- A Supermoon occurs about once a year
- It is much larger and brighter than an average full moon
- It happens when the moon is full and the moon is at its closest point to earth
- The moon will set over some of the U.S. before reaching its closest point
The heavens will deliver a rare treat to moonstruck romantics and werewolves Sunday who rise before the sun.
A feat of lunar synchronicity will create a Supermoon.
This happens when the moon is full and at the same time reaches its perigee -- the closest point to Earth in its orbit, according to NASA.
It makes for the biggest, brightest moon of the year. A Supermoon, sometimes called a Super Full Moon, is 14% larger and 30% brighter than most full moons, NASA says.
Taken separately, neither a full moon nor the perigee is a big deal. The moon is full roughly once a month, and it reaches its perigee just as often, but the next time both will coincide will be August 2014.
This year's magic moment occurs at 7:32 a.m. ET, but it would be wise to wager a gander earlier.

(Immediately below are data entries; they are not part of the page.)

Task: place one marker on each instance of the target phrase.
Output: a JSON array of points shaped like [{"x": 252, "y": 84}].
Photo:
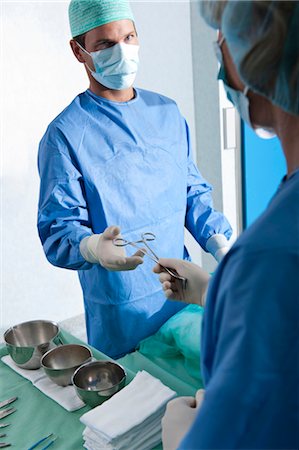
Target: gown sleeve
[
  {"x": 63, "y": 219},
  {"x": 250, "y": 351},
  {"x": 202, "y": 220}
]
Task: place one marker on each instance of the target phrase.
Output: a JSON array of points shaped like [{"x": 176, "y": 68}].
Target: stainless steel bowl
[
  {"x": 97, "y": 381},
  {"x": 61, "y": 362},
  {"x": 28, "y": 341}
]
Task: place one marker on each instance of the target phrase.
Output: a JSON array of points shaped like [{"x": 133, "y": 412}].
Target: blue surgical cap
[{"x": 263, "y": 40}]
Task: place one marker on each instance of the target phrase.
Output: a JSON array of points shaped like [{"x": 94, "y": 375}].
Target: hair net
[
  {"x": 84, "y": 15},
  {"x": 263, "y": 40}
]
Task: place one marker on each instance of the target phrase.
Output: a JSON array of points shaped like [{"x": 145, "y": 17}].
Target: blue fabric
[
  {"x": 250, "y": 338},
  {"x": 106, "y": 163},
  {"x": 268, "y": 66}
]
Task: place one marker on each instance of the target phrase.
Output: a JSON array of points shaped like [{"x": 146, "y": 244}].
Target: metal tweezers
[{"x": 145, "y": 238}]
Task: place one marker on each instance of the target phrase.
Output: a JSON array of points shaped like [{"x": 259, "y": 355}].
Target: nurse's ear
[{"x": 77, "y": 51}]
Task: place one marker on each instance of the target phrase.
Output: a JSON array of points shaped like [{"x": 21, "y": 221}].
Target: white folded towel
[
  {"x": 64, "y": 396},
  {"x": 131, "y": 419}
]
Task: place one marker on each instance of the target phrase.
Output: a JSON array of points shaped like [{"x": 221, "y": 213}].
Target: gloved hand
[
  {"x": 197, "y": 281},
  {"x": 99, "y": 249},
  {"x": 179, "y": 416},
  {"x": 218, "y": 246}
]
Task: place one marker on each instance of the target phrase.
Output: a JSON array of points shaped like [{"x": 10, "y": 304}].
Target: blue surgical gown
[
  {"x": 250, "y": 337},
  {"x": 106, "y": 163}
]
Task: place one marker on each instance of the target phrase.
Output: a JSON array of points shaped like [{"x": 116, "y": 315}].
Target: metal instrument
[
  {"x": 8, "y": 401},
  {"x": 40, "y": 441},
  {"x": 145, "y": 238}
]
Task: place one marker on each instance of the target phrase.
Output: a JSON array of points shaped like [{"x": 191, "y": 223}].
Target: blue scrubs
[
  {"x": 106, "y": 163},
  {"x": 250, "y": 340}
]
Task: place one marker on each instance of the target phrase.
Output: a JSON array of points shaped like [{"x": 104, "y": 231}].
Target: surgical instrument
[
  {"x": 145, "y": 238},
  {"x": 6, "y": 412},
  {"x": 43, "y": 440},
  {"x": 7, "y": 402}
]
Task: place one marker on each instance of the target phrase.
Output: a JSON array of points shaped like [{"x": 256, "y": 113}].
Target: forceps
[{"x": 145, "y": 238}]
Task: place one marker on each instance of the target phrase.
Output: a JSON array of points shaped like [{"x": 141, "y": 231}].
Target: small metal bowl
[
  {"x": 97, "y": 381},
  {"x": 61, "y": 362},
  {"x": 28, "y": 341}
]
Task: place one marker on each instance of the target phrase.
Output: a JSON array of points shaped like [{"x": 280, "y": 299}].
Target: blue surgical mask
[
  {"x": 116, "y": 66},
  {"x": 239, "y": 98}
]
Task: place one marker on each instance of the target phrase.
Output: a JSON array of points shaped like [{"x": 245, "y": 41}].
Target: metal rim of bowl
[
  {"x": 95, "y": 362},
  {"x": 65, "y": 368},
  {"x": 25, "y": 323}
]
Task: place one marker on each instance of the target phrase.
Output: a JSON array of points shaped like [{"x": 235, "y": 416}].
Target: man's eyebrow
[{"x": 109, "y": 41}]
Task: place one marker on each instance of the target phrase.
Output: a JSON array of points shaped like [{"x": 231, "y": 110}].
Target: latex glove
[
  {"x": 178, "y": 419},
  {"x": 197, "y": 281},
  {"x": 218, "y": 246},
  {"x": 99, "y": 249}
]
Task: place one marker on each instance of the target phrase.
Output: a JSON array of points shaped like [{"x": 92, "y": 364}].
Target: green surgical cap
[
  {"x": 84, "y": 15},
  {"x": 263, "y": 40}
]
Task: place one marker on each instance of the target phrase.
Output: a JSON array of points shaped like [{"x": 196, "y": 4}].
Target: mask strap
[
  {"x": 221, "y": 41},
  {"x": 245, "y": 90},
  {"x": 85, "y": 51}
]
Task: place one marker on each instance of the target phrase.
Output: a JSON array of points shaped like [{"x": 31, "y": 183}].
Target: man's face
[
  {"x": 100, "y": 38},
  {"x": 105, "y": 36}
]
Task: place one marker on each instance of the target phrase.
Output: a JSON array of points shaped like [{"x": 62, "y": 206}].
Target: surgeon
[
  {"x": 119, "y": 155},
  {"x": 250, "y": 335}
]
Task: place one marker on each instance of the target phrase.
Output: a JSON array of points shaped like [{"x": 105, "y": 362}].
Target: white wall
[{"x": 39, "y": 78}]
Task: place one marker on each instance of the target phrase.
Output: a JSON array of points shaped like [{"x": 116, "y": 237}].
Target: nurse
[
  {"x": 250, "y": 336},
  {"x": 119, "y": 155}
]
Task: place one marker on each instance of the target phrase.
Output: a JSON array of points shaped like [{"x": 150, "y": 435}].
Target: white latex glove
[
  {"x": 179, "y": 416},
  {"x": 99, "y": 249},
  {"x": 197, "y": 281},
  {"x": 218, "y": 246}
]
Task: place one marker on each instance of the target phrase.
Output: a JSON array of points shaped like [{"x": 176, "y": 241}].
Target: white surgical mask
[
  {"x": 116, "y": 66},
  {"x": 240, "y": 99}
]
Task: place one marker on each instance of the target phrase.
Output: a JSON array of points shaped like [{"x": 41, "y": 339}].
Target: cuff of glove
[
  {"x": 88, "y": 248},
  {"x": 218, "y": 246}
]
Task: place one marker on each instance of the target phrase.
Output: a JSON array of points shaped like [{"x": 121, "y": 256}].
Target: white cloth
[
  {"x": 64, "y": 396},
  {"x": 131, "y": 419}
]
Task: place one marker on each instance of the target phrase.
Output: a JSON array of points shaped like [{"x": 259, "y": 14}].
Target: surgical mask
[
  {"x": 239, "y": 98},
  {"x": 116, "y": 66}
]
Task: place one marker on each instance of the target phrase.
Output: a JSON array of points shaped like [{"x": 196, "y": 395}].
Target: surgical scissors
[{"x": 145, "y": 238}]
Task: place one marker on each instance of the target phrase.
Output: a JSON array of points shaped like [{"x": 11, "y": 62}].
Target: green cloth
[
  {"x": 85, "y": 15},
  {"x": 37, "y": 415},
  {"x": 179, "y": 337}
]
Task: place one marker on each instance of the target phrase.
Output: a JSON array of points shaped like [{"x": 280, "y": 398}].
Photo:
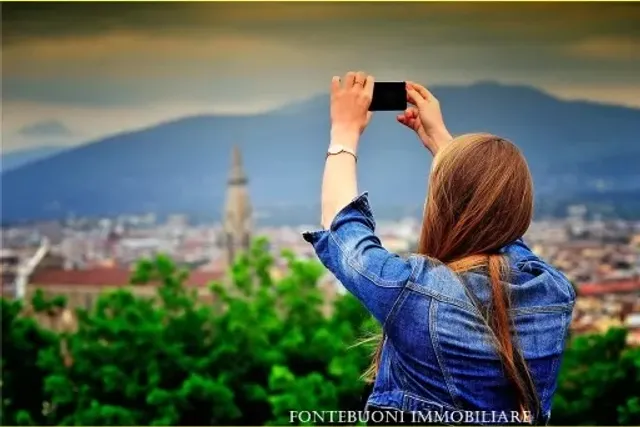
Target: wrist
[{"x": 345, "y": 136}]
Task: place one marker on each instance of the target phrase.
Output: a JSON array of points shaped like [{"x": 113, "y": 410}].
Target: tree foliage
[
  {"x": 261, "y": 348},
  {"x": 599, "y": 382}
]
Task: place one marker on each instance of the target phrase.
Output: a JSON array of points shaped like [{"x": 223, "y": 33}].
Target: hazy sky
[{"x": 76, "y": 71}]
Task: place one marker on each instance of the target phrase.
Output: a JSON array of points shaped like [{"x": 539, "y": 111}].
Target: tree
[
  {"x": 23, "y": 340},
  {"x": 263, "y": 348},
  {"x": 599, "y": 382}
]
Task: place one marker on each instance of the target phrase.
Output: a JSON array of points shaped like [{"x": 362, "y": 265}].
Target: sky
[{"x": 73, "y": 72}]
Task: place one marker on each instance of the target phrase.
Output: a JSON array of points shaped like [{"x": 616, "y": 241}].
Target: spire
[
  {"x": 237, "y": 222},
  {"x": 237, "y": 176}
]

In some parts of the United States the sun will rise beforehand, outshining the Supermoon's splendor. And the moon itself will dip below the horizon in parts of the country, just before it hits its perigee.
The West Coast should get a great view of the perfect moment, when the moon is only 221,824 miles from Earth.
There is nothing to fear from the moon being so close and bright, NASA says. It will have no more effect on tides or seismic activity than usual.
Two weeks later, the moon will swing out to the farthest point in its orbit around Earth, when it will be 252,581 miles away, NASA says.
Astronomers and swooners may have noticed the moon shining brightly early Saturday, when it put on a dress rehearsal. It was not quite full and not as close to the planet as it will be Sunday before dawn.